W. Philly man sentenced to 50 to 100 years for choking 2 women
Andre Taylor had lists and lists of females he wanted to choke or claimed to have choked. Their names were found in 28 pages of handwritten notes discovered in his state prison cell 12 years ago, when Taylor was behind bars for choking three teenage girls in West Philadelphia.

Andre Taylor had lists and lists of females he wanted to choke or claimed to have choked.
Their names were found in 28 pages of handwritten notes discovered in his state prison cell 12 years ago, when Taylor was behind bars for choking three teenage girls in West Philadelphia.
After Taylor was released to a halfway house in East Falls in 2014, he twice returned to his old neighborhood in West Philadelphia while out on a pass, sneaked up behind women, and choked them with a white rope while trying to rob them.
Taylor pleaded guilty in December to aggravated assault, robbery, unlawful restraint, and possession of an instrument of crime in the two cases.
On Friday, Common Pleas Court Judge J. Scott O'Keefe sentenced Taylor, 35, to the maximum sentence allowable on the 2014 cases: a total of 50 to 100 years in state prison.
In the earlier case, on July 27, 2014, Taylor ran up behind a 27-year-old woman walking on Larchwood Avenue near 46th Street and choked her with a white rope and the woman's iPhone earbud cord. He robbed her of $7.
Three days later, about 12:40 p.m. July 30, he came up behind a 29-year-old woman and choked her with the same rope in an attempt to steal her necklace. The woman fought back. Nearby police arrested him.
Before the two assaults on women he didn't know, Taylor had assaulted three girls he knew in West Philly - then ages 13, 14, and 16 - in 2001 and 2002, Assistant District Attorney Cydney Pope said.
He was serving a total sentence of seven to 14 years in prison on those aggravated-assault cases and for an unrelated past robbery when, in 2004, a staffer at the State Correctional Institution-Albion in Erie County found a 28-page document in Taylor's cell, Pope said.
The pages, in Taylor's handwriting, included notes to himself, Pope said. "Do This When Home!!," he wrote, and "Make Sure The Girl Is Not Breathing And Is Dead!"

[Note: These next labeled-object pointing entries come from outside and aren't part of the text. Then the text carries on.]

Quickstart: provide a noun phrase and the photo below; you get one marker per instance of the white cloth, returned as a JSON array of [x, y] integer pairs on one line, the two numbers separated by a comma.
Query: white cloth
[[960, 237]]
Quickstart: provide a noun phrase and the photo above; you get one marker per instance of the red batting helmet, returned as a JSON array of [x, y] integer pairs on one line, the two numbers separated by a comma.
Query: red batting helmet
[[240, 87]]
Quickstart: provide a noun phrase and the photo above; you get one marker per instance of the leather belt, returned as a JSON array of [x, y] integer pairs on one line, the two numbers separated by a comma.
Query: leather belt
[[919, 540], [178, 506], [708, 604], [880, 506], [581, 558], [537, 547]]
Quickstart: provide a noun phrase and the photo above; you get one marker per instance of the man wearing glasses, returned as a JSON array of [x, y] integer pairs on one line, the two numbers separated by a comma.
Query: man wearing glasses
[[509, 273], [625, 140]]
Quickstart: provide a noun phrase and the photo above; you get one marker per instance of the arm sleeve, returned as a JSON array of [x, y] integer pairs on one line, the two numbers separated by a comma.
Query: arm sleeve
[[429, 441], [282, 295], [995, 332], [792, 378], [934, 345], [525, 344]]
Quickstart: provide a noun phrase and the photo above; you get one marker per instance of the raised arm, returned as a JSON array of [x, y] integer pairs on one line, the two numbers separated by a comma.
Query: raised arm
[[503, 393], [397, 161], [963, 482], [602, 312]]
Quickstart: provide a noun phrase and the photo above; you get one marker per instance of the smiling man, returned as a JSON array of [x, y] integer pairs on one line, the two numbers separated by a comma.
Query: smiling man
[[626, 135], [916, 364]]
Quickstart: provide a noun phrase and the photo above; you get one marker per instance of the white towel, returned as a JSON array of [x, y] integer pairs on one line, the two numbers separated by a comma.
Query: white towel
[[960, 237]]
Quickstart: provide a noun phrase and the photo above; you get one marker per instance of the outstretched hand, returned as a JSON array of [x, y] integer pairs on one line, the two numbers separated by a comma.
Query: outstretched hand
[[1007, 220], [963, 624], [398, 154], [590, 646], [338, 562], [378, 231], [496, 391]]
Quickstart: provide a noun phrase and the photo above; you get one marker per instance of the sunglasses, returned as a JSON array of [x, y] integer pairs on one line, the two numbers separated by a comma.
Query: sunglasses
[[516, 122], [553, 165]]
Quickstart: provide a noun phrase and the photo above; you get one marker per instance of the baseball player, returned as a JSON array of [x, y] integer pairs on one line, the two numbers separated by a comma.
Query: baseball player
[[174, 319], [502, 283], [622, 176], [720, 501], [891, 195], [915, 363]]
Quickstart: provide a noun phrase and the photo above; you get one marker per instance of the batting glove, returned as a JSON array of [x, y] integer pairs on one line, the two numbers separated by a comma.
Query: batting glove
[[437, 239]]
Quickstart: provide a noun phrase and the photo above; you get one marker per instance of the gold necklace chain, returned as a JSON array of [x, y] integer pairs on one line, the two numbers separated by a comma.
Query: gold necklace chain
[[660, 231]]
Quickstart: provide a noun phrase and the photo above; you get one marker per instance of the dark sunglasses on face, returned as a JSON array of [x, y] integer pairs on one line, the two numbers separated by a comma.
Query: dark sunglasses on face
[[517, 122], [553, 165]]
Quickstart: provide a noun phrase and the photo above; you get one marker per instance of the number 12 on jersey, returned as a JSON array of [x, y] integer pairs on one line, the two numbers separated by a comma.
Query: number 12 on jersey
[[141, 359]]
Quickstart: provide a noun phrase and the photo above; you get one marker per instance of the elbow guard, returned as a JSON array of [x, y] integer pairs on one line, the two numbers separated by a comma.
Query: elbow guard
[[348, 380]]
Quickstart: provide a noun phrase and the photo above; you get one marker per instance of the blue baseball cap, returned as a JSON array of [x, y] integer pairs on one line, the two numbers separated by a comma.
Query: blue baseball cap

He also wrote of his plans: "Watch her choke on something until death, or Just Dead" and "Strangle her with a Night Stick, until dead."
Pope said authorities were not aware of Taylor killing anyone, and it did not appear that he sexually assaulted anyone.
There were "hundreds of names," some with both first and last names, on those 28 pages, with some overlap, Pope said.
On one list, Taylor wrote 58 names of girls he claimed to have choked.
On another list, he had 12 girls whom he wrote he should have killed.
Taylor also wrote that he planned to go to a middle school to get "another" graduation book.
Pope said she asked O'Keefe for the maximum sentence for Taylor. "We know exactly what he would do if he were to be released," she said. "The community here, the people in Philadelphia, need to be protected."